Juan (0.60) John (0.50) él(0.10) el(0.05) chico(0.10)
come (0.50) comes(0.45) comió(0.49) comer (0.40) comerá (0.25)
helado (0.53) helados(0.50) polo(0.48) crema(0.40) hielo (0.30)
. (0.8) . (0.8) .(0.8) helada(0.10) crema (0.10)
EOS (0.8) EOS (0.8) EOS (0.8) . (0.8) . (0.8)

So, from the beam search graph you can see how the most probable sequence is "Juan come helado . " followed by "Juan comió helado . " and so on . The decoder have learned to produced “helado” as the 3rd most probable word when processing “John eats ice cream” in the source sentence and after producing “Juan come” in the previous 2 steps.

Summing up:

  • The Encoder is called by the Translator before calling the Decoder and the variables “memory-bank” are storing the context vector.
  • The context vector is created by the Encoder, and it is actually the second output from the Encoder.forward. It is called “memory bank for attention” (memory_bank variables) in the PyTorch code.
  • The context vector is a summary of the source sentence and the attention vectors will give you the relationship among the produced word and the source words.
  • The Decoder is generating a sequence of target words by taking into account the representation of a sequence of source words inside a beam search process.

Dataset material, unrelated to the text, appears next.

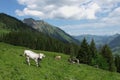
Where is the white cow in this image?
[24,50,45,67]
[55,56,61,60]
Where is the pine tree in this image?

Hope that can help! :slight_smile:

(Terence Lewis) #6

Another great explanation :slight_smile:

(Duane Dougal) #7

Yes, Eva, this is fantastic and helps a lot! Thank you very, very much! Muchísimas gracias! This needs to go into the documentation. I never would have guessed that memory_bank contains the context vector.

I would like to generate a “beam search graph”–a table with tokens and probabilities–like the one you’ve illustrated here. That will help me a ton. Thanks for the idea.

You said:

The context vector is a summary of the source sentence and the attention vectors will give you the relationship among the produced word and the source words.

Can you provide an example or give additional insight? Am I right that the variable attn contains the attention vectors?

Once again, thank you very much. This has been extremely helpful!